Between 1978 and 1985, Zionist forces occupied approximately 1/3 of Lebanon, including 801 towns and villages. The newly forming Hezbollah never stopped its resistance attacks. An important Hezbollah political victory against Israel was achieved on March 5, 1984, when its work to achieve the Lebanese Council of Ministers cancellation of the U.S.-Israel created May 17, 1983 agreement that would have yielded significant Lebanese sovereignty and territory to Israel. Another was the expulsion of foreign “peacekeeping forces” that increasingly attacked the civilian population of Lebanon on behalf of Israel and its local allies.

During this period, Hezbollah and its allies surprised and hit Israeli forces hard all over the mountains and valleys, and on January 14, 1985, Israel began withdrawing from 168 villages, being 55% of South Lebanon or 11% of Lebanon, including Sidon, Tyre, Nabatieh, and parts of the Western Bekaa.

The July 1993 Aggression—so called “Operation Accountability”

Israeli Chief of Staff Ehud Barak, told the Lebanese government on July 31, 1993, “Disarm Hezbollah or watch Israeli do it.” He said about the same thing to the Obama administration on September 30, 2010 at the Pentagon.

Despite, 1,224 bombing attacks, according to UNIFIL data, and firing more than 30,000 artillery shells and rockets, Hezbollah retaliated with what AFP on July 25, 1993 called, “A hell of a shelling last[ing] 10 hours without a pause.”
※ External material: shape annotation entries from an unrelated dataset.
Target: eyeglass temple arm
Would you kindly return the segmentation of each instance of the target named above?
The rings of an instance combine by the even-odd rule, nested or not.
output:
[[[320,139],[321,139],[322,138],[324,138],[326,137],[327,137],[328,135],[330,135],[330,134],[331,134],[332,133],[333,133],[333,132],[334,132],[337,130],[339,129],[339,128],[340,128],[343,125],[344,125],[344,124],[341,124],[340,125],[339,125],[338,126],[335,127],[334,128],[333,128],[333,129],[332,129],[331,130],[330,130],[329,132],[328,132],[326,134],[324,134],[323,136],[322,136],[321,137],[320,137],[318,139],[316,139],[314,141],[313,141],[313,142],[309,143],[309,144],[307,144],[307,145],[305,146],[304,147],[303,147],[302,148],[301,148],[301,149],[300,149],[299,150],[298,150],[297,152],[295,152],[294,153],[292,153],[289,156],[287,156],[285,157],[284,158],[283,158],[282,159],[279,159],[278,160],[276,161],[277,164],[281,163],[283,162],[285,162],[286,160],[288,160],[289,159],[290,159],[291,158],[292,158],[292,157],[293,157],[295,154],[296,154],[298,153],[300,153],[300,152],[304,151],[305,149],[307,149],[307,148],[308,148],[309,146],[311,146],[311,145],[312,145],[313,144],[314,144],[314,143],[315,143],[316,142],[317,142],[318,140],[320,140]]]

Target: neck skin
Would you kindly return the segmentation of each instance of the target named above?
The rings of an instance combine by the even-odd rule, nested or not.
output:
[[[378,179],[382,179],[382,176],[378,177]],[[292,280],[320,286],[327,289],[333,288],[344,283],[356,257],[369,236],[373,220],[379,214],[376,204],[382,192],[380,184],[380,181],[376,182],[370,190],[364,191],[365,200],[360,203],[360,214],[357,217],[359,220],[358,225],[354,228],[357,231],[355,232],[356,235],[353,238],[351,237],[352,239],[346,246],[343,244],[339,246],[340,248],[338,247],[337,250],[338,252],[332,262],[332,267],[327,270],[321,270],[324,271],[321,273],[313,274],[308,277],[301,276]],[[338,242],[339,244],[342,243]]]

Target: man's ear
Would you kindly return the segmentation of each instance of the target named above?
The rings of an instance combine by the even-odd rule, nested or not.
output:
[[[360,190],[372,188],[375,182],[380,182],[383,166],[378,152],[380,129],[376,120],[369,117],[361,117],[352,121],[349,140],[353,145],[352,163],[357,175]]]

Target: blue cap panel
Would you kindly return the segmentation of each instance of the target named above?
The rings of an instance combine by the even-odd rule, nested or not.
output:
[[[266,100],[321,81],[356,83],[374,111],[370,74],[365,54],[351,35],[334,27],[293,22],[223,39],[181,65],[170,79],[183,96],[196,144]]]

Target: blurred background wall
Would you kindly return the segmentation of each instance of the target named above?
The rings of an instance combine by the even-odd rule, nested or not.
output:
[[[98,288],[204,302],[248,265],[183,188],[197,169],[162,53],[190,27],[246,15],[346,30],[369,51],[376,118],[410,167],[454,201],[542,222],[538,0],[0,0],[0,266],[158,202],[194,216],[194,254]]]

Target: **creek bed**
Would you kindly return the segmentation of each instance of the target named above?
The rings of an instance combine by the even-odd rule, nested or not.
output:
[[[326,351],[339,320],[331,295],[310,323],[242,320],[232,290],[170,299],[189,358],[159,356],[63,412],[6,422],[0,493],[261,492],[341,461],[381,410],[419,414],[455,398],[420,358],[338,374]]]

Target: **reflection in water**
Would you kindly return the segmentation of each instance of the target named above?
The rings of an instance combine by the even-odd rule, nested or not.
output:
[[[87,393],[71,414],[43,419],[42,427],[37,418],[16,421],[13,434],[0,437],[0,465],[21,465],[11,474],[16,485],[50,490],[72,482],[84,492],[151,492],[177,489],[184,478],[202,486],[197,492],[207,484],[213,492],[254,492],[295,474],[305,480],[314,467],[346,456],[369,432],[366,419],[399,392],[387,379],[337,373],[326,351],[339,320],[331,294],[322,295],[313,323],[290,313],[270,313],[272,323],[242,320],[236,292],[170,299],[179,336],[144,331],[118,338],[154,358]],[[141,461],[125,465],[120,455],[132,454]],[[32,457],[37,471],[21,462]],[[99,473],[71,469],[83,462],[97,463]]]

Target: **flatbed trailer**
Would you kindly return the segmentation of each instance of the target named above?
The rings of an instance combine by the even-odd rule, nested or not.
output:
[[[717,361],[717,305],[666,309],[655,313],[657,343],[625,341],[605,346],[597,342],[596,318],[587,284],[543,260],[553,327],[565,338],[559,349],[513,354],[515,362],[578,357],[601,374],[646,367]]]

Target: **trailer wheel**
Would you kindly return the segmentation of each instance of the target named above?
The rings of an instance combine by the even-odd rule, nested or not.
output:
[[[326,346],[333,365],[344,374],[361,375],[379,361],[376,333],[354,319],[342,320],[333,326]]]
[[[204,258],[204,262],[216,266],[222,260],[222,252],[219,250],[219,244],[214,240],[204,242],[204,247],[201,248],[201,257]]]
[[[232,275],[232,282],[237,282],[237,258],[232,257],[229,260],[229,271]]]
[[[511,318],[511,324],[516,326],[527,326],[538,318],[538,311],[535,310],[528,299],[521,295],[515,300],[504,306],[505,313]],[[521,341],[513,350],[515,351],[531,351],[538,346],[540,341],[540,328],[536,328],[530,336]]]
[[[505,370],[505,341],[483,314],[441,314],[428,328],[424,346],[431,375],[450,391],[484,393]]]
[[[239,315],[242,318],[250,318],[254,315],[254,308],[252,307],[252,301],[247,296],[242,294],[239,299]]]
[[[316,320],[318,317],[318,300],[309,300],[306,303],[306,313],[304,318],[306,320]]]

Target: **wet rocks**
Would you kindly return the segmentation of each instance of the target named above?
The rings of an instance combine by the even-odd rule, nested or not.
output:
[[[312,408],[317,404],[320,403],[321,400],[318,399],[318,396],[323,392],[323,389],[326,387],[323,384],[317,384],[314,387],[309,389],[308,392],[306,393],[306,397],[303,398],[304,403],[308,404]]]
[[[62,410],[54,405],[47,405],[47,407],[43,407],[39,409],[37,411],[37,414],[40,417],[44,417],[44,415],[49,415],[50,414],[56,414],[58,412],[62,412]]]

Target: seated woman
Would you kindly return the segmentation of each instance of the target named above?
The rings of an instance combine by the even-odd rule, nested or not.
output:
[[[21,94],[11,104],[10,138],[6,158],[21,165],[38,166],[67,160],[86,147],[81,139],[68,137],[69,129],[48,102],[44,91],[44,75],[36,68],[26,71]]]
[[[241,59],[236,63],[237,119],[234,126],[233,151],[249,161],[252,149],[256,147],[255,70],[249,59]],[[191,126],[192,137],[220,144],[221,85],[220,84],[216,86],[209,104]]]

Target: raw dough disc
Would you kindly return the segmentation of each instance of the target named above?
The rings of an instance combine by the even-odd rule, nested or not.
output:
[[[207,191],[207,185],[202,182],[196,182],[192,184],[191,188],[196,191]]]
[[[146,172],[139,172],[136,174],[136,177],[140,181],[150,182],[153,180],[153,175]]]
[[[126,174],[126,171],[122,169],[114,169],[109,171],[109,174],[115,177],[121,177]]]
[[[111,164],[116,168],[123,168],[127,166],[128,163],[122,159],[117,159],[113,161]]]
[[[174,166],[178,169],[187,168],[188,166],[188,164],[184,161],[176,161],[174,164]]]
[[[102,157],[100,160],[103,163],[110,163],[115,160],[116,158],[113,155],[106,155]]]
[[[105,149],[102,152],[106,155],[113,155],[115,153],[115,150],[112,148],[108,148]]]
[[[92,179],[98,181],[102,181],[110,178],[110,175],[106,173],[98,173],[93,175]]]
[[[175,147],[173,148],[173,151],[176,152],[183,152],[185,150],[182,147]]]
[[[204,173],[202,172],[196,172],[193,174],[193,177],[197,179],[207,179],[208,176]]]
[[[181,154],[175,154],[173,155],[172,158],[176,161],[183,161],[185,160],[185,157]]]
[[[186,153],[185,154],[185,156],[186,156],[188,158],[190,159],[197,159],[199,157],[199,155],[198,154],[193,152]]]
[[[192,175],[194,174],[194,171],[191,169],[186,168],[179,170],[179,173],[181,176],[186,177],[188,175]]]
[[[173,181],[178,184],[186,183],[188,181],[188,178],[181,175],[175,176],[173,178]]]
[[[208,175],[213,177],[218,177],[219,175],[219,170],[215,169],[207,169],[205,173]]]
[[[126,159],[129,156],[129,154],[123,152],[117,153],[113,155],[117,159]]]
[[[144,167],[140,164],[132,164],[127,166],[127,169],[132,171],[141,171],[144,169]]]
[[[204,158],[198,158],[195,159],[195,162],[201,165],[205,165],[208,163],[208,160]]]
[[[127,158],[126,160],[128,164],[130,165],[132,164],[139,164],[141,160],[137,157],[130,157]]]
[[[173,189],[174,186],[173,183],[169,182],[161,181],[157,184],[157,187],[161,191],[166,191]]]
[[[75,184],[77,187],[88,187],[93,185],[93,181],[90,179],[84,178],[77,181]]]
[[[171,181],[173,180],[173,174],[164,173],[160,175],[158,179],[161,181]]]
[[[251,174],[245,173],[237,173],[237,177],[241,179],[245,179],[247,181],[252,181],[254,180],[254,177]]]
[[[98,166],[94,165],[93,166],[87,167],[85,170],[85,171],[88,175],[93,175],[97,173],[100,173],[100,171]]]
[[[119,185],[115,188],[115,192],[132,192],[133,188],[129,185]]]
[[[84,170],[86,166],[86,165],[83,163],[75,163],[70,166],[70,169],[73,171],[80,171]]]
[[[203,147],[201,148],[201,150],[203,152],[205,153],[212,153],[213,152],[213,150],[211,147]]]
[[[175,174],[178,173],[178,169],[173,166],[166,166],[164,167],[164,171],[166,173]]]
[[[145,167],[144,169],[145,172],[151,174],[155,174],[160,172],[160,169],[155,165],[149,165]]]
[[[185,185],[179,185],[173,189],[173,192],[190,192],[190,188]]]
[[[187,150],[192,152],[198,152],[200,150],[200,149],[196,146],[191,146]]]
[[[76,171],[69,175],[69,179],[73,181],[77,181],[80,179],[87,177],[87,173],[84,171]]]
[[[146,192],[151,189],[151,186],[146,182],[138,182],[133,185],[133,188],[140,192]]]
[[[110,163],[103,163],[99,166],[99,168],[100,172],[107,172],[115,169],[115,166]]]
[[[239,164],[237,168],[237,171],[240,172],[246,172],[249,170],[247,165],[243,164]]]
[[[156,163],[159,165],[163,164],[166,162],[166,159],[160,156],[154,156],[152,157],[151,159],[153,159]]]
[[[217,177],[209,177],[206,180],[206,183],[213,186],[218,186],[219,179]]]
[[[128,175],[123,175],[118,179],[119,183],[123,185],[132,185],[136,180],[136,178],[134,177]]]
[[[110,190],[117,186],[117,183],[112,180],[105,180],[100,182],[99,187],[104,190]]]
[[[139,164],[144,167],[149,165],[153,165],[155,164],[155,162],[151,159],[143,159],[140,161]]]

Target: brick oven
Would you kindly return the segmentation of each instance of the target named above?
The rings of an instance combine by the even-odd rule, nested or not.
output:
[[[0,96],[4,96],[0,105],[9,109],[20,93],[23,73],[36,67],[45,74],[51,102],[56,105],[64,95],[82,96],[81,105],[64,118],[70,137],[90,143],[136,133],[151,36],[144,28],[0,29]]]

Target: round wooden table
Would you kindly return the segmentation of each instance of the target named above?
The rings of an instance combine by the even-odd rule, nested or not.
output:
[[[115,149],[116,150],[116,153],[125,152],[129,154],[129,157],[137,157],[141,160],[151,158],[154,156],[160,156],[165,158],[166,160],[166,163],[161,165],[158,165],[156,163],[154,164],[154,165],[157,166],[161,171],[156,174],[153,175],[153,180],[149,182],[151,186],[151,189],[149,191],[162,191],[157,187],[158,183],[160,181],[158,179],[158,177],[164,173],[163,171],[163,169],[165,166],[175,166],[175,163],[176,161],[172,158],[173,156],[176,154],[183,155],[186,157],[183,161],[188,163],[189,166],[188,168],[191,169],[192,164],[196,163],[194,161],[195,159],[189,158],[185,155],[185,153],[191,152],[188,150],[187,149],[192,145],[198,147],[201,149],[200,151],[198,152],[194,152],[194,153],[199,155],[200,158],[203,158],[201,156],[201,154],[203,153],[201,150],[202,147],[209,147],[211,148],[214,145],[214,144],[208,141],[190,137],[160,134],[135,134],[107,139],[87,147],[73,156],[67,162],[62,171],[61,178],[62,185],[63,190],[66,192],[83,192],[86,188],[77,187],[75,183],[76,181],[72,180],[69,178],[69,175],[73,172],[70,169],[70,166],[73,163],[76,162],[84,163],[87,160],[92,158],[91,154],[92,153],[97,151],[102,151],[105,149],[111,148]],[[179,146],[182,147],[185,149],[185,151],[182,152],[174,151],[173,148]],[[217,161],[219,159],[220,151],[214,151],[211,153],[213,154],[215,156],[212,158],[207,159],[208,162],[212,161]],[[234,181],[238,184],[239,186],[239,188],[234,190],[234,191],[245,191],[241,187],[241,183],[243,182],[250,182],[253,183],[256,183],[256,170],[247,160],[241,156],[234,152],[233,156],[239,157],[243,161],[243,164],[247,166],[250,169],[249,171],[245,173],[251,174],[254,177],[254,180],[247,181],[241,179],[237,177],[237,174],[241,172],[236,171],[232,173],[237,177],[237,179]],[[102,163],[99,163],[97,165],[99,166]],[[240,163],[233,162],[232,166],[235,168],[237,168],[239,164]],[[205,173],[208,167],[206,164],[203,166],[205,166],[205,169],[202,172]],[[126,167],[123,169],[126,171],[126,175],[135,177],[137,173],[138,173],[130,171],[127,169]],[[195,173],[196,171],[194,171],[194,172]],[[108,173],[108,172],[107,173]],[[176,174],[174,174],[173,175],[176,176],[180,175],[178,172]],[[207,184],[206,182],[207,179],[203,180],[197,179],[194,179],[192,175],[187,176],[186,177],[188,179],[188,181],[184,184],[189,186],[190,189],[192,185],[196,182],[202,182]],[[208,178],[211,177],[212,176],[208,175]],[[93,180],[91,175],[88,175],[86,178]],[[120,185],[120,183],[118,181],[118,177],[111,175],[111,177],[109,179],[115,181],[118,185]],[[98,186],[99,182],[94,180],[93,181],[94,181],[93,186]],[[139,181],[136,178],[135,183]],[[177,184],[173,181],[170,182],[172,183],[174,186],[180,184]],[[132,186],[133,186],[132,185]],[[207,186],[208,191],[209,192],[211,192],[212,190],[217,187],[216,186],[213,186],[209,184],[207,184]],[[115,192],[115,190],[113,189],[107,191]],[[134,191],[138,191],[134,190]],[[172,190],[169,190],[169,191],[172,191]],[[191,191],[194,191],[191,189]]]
For seven days, resistance forces conducted at least 30 operations along the Blue line, targeting Zionist forces and their Lebanese surrogates. The US and Israel, shocked that the CIA-Mossad intelligence estimates that Hezbollah had only 500 rockets and that this supply would be depleted in three days, decided to call for a cease-fire. The “July Accord” took effect at 6 p.m. on July 31, 1993, and Israel withdrew and stood down, failing to achieve any of its objectives, which, frankly, are always the same: Disarm the Resistance, break Hezbollah’s relationships with the Lebanese public, and force the Lebanese government to dismantle the Resistance. On August 19, 1993 Israel’s PM Rabin told his cabinet: “I regret saying this, but Hezbollah has defeated us.”

The April 1996 Aggression–the so-called “Grapes of Wrath”

This aggression started on April 11, 1996 with bombing attacks in Baalbeck, down south in Tyre at the Lebanese army base, and, for the first time since 1982, attacks on Dahiyeh in South Beirut. Israel bombed a wider area than in 1993 over a period of 16 days.

This invasion became known among some in South Lebanon as the “Four Massacres aggression”: Suhmor on April 12; the bombing of the Al-Mansouri ambulance on April 13; Nabatieh on Day 7; and the Qana massacre on the same day, when 118 civilians were slaughtered and 127 injured. Hundreds of thousands were displaced, with 7,000 homes completely or partially destroyed. Total civilian casualties exceeded 250.